Bagai tim sepakbola, tim ini hanya akan menang dalam persaingan antar tim hanya apabila dia memiliki persatuan yang baik. Pesersatuan ini diwujudkan dalam bentuk kekompakkan dan menghindari unsur yang memungkin kita berpecah belah.
Bukan tanpa alasan, gerakan persatuan didahulukan sebelum lainnya. Kita bisa lihat dalam sejarah Indonesia, mulai lahirnya Budi Utomo, Sumpah Pemuda dan yang lainnya.
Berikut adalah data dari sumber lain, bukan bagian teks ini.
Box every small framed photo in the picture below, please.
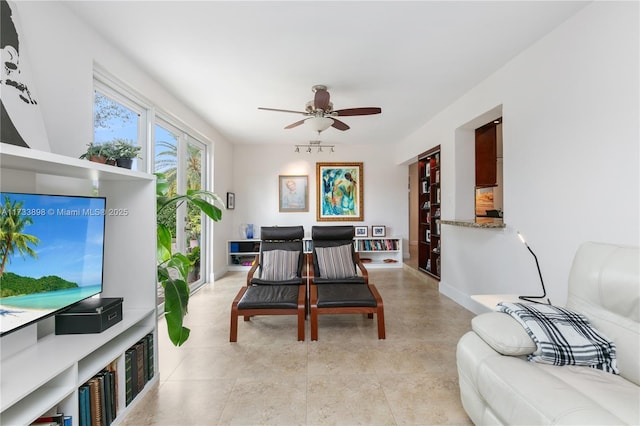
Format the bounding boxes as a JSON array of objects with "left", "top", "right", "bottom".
[
  {"left": 355, "top": 226, "right": 369, "bottom": 237},
  {"left": 227, "top": 192, "right": 236, "bottom": 210},
  {"left": 278, "top": 175, "right": 309, "bottom": 213},
  {"left": 371, "top": 226, "right": 387, "bottom": 237}
]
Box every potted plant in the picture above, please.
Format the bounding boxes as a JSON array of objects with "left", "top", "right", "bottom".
[
  {"left": 80, "top": 142, "right": 114, "bottom": 164},
  {"left": 113, "top": 138, "right": 142, "bottom": 169},
  {"left": 155, "top": 173, "right": 224, "bottom": 346},
  {"left": 187, "top": 246, "right": 200, "bottom": 283}
]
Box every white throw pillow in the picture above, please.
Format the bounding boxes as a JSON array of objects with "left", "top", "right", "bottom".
[
  {"left": 260, "top": 250, "right": 300, "bottom": 281},
  {"left": 471, "top": 312, "right": 537, "bottom": 356},
  {"left": 315, "top": 244, "right": 356, "bottom": 280}
]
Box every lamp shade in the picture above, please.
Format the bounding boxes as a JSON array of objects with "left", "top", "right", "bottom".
[{"left": 305, "top": 117, "right": 333, "bottom": 133}]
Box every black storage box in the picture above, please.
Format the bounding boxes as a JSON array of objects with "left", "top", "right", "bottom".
[{"left": 56, "top": 297, "right": 122, "bottom": 334}]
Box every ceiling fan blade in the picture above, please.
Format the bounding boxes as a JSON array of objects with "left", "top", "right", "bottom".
[
  {"left": 258, "top": 107, "right": 308, "bottom": 115},
  {"left": 285, "top": 118, "right": 308, "bottom": 129},
  {"left": 333, "top": 107, "right": 382, "bottom": 117},
  {"left": 313, "top": 89, "right": 331, "bottom": 111},
  {"left": 331, "top": 118, "right": 350, "bottom": 130}
]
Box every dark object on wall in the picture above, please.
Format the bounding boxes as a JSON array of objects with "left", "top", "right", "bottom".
[
  {"left": 0, "top": 0, "right": 50, "bottom": 151},
  {"left": 476, "top": 121, "right": 498, "bottom": 188},
  {"left": 56, "top": 297, "right": 123, "bottom": 334}
]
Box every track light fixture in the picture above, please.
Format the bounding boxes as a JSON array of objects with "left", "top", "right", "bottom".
[{"left": 295, "top": 141, "right": 335, "bottom": 153}]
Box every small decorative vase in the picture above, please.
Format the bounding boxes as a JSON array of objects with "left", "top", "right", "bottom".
[{"left": 116, "top": 158, "right": 133, "bottom": 169}]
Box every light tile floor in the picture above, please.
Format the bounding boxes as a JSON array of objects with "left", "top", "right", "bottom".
[{"left": 122, "top": 265, "right": 473, "bottom": 426}]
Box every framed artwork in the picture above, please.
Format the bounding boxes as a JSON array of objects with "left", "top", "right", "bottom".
[
  {"left": 371, "top": 226, "right": 387, "bottom": 237},
  {"left": 355, "top": 226, "right": 369, "bottom": 237},
  {"left": 278, "top": 175, "right": 309, "bottom": 213},
  {"left": 0, "top": 0, "right": 51, "bottom": 151},
  {"left": 316, "top": 163, "right": 364, "bottom": 222},
  {"left": 227, "top": 192, "right": 236, "bottom": 210}
]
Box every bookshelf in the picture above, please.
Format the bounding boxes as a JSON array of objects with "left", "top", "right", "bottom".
[
  {"left": 0, "top": 144, "right": 158, "bottom": 426},
  {"left": 418, "top": 145, "right": 442, "bottom": 279},
  {"left": 355, "top": 237, "right": 403, "bottom": 269},
  {"left": 227, "top": 237, "right": 403, "bottom": 271}
]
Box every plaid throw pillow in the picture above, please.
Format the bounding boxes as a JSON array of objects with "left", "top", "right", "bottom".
[
  {"left": 315, "top": 244, "right": 356, "bottom": 280},
  {"left": 260, "top": 250, "right": 300, "bottom": 281}
]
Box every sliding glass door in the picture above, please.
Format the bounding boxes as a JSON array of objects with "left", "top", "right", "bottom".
[{"left": 154, "top": 120, "right": 207, "bottom": 302}]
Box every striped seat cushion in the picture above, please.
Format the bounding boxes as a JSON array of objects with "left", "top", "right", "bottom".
[
  {"left": 315, "top": 244, "right": 356, "bottom": 279},
  {"left": 260, "top": 250, "right": 300, "bottom": 281}
]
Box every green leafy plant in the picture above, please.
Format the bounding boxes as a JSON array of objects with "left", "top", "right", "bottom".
[
  {"left": 156, "top": 173, "right": 224, "bottom": 346},
  {"left": 113, "top": 138, "right": 142, "bottom": 159},
  {"left": 80, "top": 142, "right": 115, "bottom": 160}
]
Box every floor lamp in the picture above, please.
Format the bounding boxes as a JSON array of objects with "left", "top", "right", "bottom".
[{"left": 517, "top": 231, "right": 551, "bottom": 305}]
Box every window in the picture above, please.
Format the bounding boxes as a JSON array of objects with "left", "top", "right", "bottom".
[
  {"left": 154, "top": 118, "right": 206, "bottom": 298},
  {"left": 93, "top": 69, "right": 212, "bottom": 303},
  {"left": 93, "top": 79, "right": 148, "bottom": 170}
]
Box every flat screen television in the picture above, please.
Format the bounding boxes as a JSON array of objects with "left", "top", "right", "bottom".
[{"left": 0, "top": 192, "right": 106, "bottom": 336}]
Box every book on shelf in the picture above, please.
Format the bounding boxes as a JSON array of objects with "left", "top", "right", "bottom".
[
  {"left": 30, "top": 413, "right": 64, "bottom": 426},
  {"left": 145, "top": 333, "right": 155, "bottom": 381},
  {"left": 124, "top": 333, "right": 155, "bottom": 405},
  {"left": 88, "top": 377, "right": 102, "bottom": 426},
  {"left": 124, "top": 348, "right": 138, "bottom": 405},
  {"left": 78, "top": 383, "right": 91, "bottom": 426}
]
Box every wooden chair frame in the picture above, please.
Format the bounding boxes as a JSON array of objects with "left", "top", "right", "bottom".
[
  {"left": 307, "top": 253, "right": 386, "bottom": 340},
  {"left": 229, "top": 226, "right": 307, "bottom": 342}
]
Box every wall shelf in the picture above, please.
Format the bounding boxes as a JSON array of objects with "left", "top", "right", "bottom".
[{"left": 0, "top": 144, "right": 158, "bottom": 425}]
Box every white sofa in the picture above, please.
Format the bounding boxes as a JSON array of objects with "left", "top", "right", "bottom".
[{"left": 456, "top": 242, "right": 640, "bottom": 425}]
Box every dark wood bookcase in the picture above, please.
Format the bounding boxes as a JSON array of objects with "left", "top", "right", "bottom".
[{"left": 418, "top": 145, "right": 441, "bottom": 279}]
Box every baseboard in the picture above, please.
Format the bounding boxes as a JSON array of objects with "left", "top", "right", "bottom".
[{"left": 438, "top": 281, "right": 489, "bottom": 315}]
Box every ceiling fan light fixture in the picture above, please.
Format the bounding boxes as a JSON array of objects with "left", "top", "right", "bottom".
[
  {"left": 295, "top": 141, "right": 335, "bottom": 154},
  {"left": 305, "top": 117, "right": 333, "bottom": 133}
]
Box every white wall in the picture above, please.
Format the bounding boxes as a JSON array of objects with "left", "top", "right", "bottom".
[
  {"left": 230, "top": 144, "right": 409, "bottom": 253},
  {"left": 12, "top": 2, "right": 233, "bottom": 275},
  {"left": 396, "top": 2, "right": 640, "bottom": 311}
]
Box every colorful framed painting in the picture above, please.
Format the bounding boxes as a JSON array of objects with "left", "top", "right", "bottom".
[
  {"left": 355, "top": 226, "right": 369, "bottom": 237},
  {"left": 316, "top": 163, "right": 364, "bottom": 222},
  {"left": 278, "top": 175, "right": 309, "bottom": 213},
  {"left": 227, "top": 192, "right": 236, "bottom": 210}
]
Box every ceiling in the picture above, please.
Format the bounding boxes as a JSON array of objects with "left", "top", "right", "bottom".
[{"left": 62, "top": 1, "right": 585, "bottom": 145}]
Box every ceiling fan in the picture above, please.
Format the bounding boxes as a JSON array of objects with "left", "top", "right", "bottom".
[{"left": 258, "top": 84, "right": 382, "bottom": 134}]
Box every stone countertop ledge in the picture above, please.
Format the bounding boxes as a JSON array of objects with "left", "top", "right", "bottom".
[{"left": 440, "top": 218, "right": 507, "bottom": 229}]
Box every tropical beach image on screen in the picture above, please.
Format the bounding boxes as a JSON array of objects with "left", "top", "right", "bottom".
[
  {"left": 316, "top": 163, "right": 364, "bottom": 221},
  {"left": 0, "top": 192, "right": 105, "bottom": 334}
]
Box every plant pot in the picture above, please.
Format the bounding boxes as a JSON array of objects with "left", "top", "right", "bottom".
[
  {"left": 89, "top": 155, "right": 107, "bottom": 164},
  {"left": 116, "top": 158, "right": 133, "bottom": 169}
]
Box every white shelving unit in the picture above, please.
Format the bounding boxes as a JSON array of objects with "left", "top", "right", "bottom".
[
  {"left": 0, "top": 144, "right": 158, "bottom": 425},
  {"left": 227, "top": 239, "right": 260, "bottom": 271},
  {"left": 355, "top": 237, "right": 402, "bottom": 269},
  {"left": 227, "top": 237, "right": 403, "bottom": 271}
]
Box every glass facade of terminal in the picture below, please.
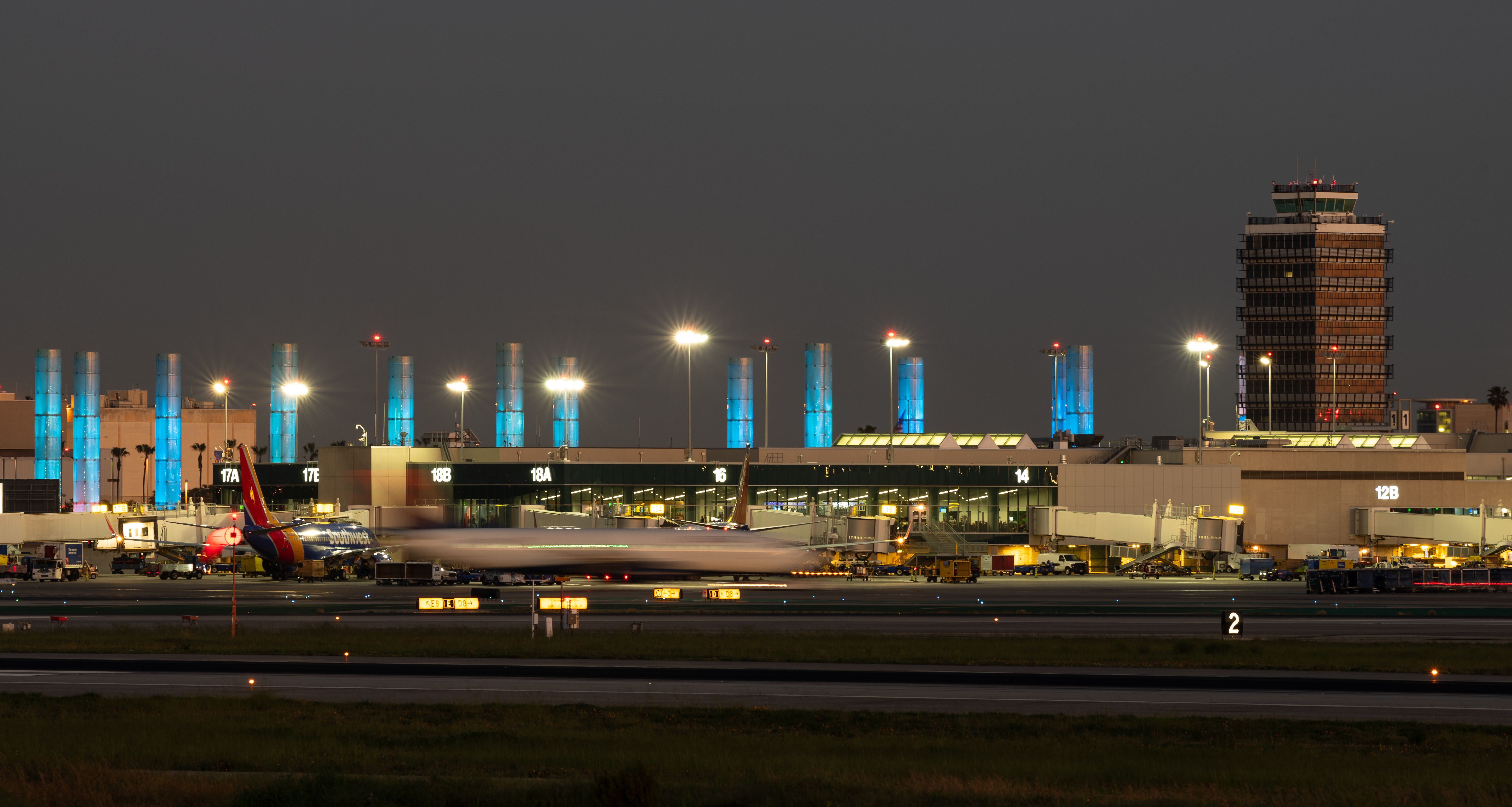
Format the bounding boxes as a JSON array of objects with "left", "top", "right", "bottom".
[
  {"left": 408, "top": 462, "right": 1055, "bottom": 532},
  {"left": 213, "top": 462, "right": 1059, "bottom": 533}
]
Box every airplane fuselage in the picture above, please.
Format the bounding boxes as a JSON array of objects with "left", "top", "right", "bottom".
[{"left": 405, "top": 529, "right": 827, "bottom": 574}]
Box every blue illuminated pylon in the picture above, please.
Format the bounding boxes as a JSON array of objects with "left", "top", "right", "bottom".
[
  {"left": 493, "top": 341, "right": 525, "bottom": 449},
  {"left": 153, "top": 354, "right": 183, "bottom": 509},
  {"left": 897, "top": 357, "right": 924, "bottom": 434},
  {"left": 268, "top": 343, "right": 299, "bottom": 462},
  {"left": 386, "top": 361, "right": 414, "bottom": 446},
  {"left": 32, "top": 351, "right": 64, "bottom": 479},
  {"left": 724, "top": 358, "right": 753, "bottom": 449},
  {"left": 803, "top": 341, "right": 835, "bottom": 449},
  {"left": 74, "top": 352, "right": 100, "bottom": 512}
]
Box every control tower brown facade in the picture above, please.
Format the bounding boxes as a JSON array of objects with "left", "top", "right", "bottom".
[{"left": 1237, "top": 180, "right": 1391, "bottom": 432}]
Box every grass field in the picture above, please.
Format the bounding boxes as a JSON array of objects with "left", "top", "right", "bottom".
[
  {"left": 0, "top": 695, "right": 1512, "bottom": 807},
  {"left": 0, "top": 624, "right": 1494, "bottom": 676}
]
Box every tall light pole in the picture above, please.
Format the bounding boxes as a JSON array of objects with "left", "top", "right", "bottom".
[
  {"left": 882, "top": 331, "right": 909, "bottom": 446},
  {"left": 1202, "top": 354, "right": 1219, "bottom": 429},
  {"left": 673, "top": 328, "right": 709, "bottom": 462},
  {"left": 360, "top": 334, "right": 389, "bottom": 446},
  {"left": 1327, "top": 345, "right": 1338, "bottom": 432},
  {"left": 1260, "top": 354, "right": 1276, "bottom": 432},
  {"left": 210, "top": 378, "right": 231, "bottom": 456},
  {"left": 751, "top": 339, "right": 777, "bottom": 446},
  {"left": 446, "top": 376, "right": 467, "bottom": 449},
  {"left": 1187, "top": 334, "right": 1219, "bottom": 466}
]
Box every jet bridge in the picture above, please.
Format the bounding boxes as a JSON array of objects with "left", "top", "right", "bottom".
[
  {"left": 1350, "top": 505, "right": 1512, "bottom": 555},
  {"left": 1030, "top": 502, "right": 1244, "bottom": 561}
]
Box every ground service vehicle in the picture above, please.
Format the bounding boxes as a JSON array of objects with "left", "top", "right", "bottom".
[
  {"left": 0, "top": 555, "right": 64, "bottom": 580},
  {"left": 110, "top": 555, "right": 147, "bottom": 574},
  {"left": 236, "top": 555, "right": 268, "bottom": 577},
  {"left": 924, "top": 558, "right": 981, "bottom": 583},
  {"left": 1238, "top": 556, "right": 1276, "bottom": 580},
  {"left": 981, "top": 555, "right": 1015, "bottom": 574},
  {"left": 42, "top": 543, "right": 89, "bottom": 580},
  {"left": 373, "top": 561, "right": 457, "bottom": 586},
  {"left": 157, "top": 564, "right": 204, "bottom": 580},
  {"left": 1034, "top": 552, "right": 1087, "bottom": 574}
]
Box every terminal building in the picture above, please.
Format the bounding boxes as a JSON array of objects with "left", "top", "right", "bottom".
[{"left": 186, "top": 432, "right": 1512, "bottom": 571}]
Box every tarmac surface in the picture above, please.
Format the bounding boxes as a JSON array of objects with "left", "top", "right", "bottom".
[
  {"left": 0, "top": 574, "right": 1512, "bottom": 641},
  {"left": 0, "top": 654, "right": 1512, "bottom": 724}
]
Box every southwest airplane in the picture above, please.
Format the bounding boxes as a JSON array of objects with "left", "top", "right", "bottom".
[
  {"left": 237, "top": 446, "right": 386, "bottom": 580},
  {"left": 405, "top": 460, "right": 890, "bottom": 577}
]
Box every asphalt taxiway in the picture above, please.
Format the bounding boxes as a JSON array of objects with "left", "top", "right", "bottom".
[{"left": 0, "top": 654, "right": 1512, "bottom": 724}]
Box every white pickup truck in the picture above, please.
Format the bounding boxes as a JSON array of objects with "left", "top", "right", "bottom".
[{"left": 1034, "top": 552, "right": 1087, "bottom": 574}]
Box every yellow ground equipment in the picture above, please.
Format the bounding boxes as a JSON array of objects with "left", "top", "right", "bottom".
[{"left": 924, "top": 558, "right": 981, "bottom": 583}]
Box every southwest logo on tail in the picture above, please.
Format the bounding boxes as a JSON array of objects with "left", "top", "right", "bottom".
[{"left": 236, "top": 446, "right": 378, "bottom": 579}]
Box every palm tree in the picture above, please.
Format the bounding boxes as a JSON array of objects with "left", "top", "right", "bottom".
[
  {"left": 1486, "top": 385, "right": 1509, "bottom": 432},
  {"left": 189, "top": 443, "right": 206, "bottom": 488},
  {"left": 136, "top": 443, "right": 157, "bottom": 505},
  {"left": 110, "top": 446, "right": 131, "bottom": 502}
]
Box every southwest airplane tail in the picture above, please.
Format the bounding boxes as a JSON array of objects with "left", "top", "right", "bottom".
[
  {"left": 237, "top": 446, "right": 380, "bottom": 579},
  {"left": 236, "top": 446, "right": 283, "bottom": 529},
  {"left": 236, "top": 444, "right": 304, "bottom": 567}
]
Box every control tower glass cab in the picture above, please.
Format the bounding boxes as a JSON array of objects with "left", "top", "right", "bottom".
[{"left": 1237, "top": 180, "right": 1391, "bottom": 432}]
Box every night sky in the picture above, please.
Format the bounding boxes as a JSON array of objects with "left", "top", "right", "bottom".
[{"left": 0, "top": 0, "right": 1512, "bottom": 446}]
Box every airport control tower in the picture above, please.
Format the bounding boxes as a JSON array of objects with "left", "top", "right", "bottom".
[{"left": 1237, "top": 180, "right": 1391, "bottom": 432}]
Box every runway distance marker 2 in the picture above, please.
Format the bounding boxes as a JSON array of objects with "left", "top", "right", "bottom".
[{"left": 416, "top": 597, "right": 478, "bottom": 611}]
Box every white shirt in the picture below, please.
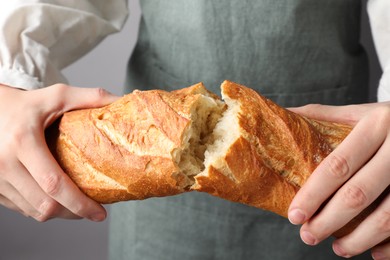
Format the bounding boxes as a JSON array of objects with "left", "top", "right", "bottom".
[{"left": 0, "top": 0, "right": 390, "bottom": 101}]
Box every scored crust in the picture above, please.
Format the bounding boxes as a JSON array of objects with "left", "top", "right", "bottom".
[{"left": 47, "top": 81, "right": 380, "bottom": 236}]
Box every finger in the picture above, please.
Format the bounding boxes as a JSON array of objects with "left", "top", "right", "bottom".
[
  {"left": 31, "top": 84, "right": 119, "bottom": 128},
  {"left": 289, "top": 104, "right": 371, "bottom": 125},
  {"left": 301, "top": 136, "right": 390, "bottom": 248},
  {"left": 40, "top": 84, "right": 119, "bottom": 112},
  {"left": 288, "top": 111, "right": 387, "bottom": 224},
  {"left": 4, "top": 160, "right": 80, "bottom": 222},
  {"left": 0, "top": 190, "right": 29, "bottom": 217},
  {"left": 18, "top": 131, "right": 106, "bottom": 221},
  {"left": 333, "top": 191, "right": 390, "bottom": 259}
]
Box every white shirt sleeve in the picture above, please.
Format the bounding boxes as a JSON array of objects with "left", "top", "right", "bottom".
[
  {"left": 0, "top": 0, "right": 128, "bottom": 89},
  {"left": 367, "top": 0, "right": 390, "bottom": 101}
]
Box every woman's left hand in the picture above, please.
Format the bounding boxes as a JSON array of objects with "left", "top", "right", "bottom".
[{"left": 288, "top": 102, "right": 390, "bottom": 259}]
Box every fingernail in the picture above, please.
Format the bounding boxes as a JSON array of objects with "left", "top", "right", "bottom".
[
  {"left": 371, "top": 251, "right": 389, "bottom": 260},
  {"left": 288, "top": 209, "right": 306, "bottom": 225},
  {"left": 89, "top": 212, "right": 106, "bottom": 222},
  {"left": 333, "top": 242, "right": 350, "bottom": 257},
  {"left": 301, "top": 231, "right": 317, "bottom": 246}
]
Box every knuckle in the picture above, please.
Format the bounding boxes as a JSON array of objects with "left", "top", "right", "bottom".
[
  {"left": 52, "top": 83, "right": 69, "bottom": 93},
  {"left": 342, "top": 186, "right": 368, "bottom": 209},
  {"left": 327, "top": 154, "right": 350, "bottom": 179},
  {"left": 41, "top": 173, "right": 62, "bottom": 197},
  {"left": 376, "top": 211, "right": 390, "bottom": 234},
  {"left": 92, "top": 88, "right": 107, "bottom": 100},
  {"left": 34, "top": 199, "right": 60, "bottom": 222}
]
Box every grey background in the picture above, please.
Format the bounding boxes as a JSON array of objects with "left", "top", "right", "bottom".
[{"left": 0, "top": 0, "right": 381, "bottom": 260}]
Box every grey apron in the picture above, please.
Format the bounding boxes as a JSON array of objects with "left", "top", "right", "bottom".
[{"left": 109, "top": 0, "right": 368, "bottom": 260}]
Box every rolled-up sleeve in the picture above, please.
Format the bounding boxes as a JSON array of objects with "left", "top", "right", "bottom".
[
  {"left": 0, "top": 0, "right": 128, "bottom": 89},
  {"left": 367, "top": 0, "right": 390, "bottom": 101}
]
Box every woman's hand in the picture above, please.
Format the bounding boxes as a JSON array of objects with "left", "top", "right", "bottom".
[
  {"left": 289, "top": 103, "right": 390, "bottom": 259},
  {"left": 0, "top": 84, "right": 117, "bottom": 221}
]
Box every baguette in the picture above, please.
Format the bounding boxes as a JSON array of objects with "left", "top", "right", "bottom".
[{"left": 47, "top": 81, "right": 374, "bottom": 236}]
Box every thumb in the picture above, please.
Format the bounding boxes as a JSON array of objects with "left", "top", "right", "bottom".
[{"left": 63, "top": 86, "right": 120, "bottom": 112}]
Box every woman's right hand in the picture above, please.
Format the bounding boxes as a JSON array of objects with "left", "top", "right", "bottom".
[{"left": 0, "top": 84, "right": 117, "bottom": 221}]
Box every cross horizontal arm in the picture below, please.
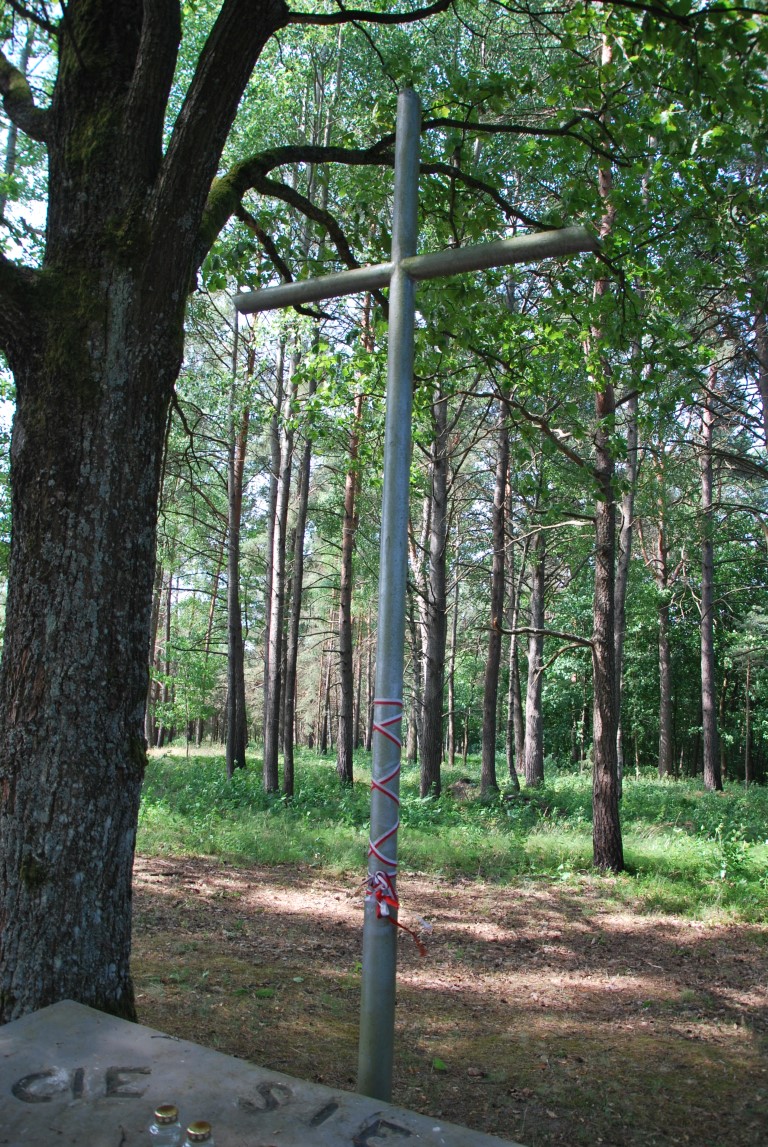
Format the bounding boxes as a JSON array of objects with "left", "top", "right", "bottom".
[{"left": 235, "top": 227, "right": 599, "bottom": 314}]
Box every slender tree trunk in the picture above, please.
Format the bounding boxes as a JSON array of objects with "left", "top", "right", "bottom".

Yang semua itu berujung pada pembentukan negara Indonesia.
Pendidikan yang berdaulat, bermakna Pendidikan yang memiliki otonomi. Lembaga pendidikan harusnya memiliki otonomi dalam pengambilan kebijakan, tidakn terpaku pada kebijakan dari atas yang kadang jauh dari kesiapan sumber daya dan jauh dari kemampuan peserta didik.
Lembaga pendidikan yang tidak berdaulat, hanya akan menjadi menciptakan hasil yang bohong dan kepura-puran seakan program terlaksana.
Ini akan lebih para jika dibuat sebuah standar yang ditetapkan sebagai penilaian mana sekolah yang baik dan mana yang kurang baik.
Bagi penulis, biarkan saja sekolah diberikan independensi dalam mengajarkan peserta didik. Dengan begitu pengajar akan betul-betul bisa eksplor pengetahuan yang dimiliknya dengan melihat kondisi sosial-budaya dan kondisi perkembangan ilmu pengetahuan dan teknologi.
Ini akan menghasilkan pendidikan yang betul-betul aplikatif, betul-betul bisa dijadikan sebagai modal dalam menghadapi tantang yang hidup ditengah masyarakat.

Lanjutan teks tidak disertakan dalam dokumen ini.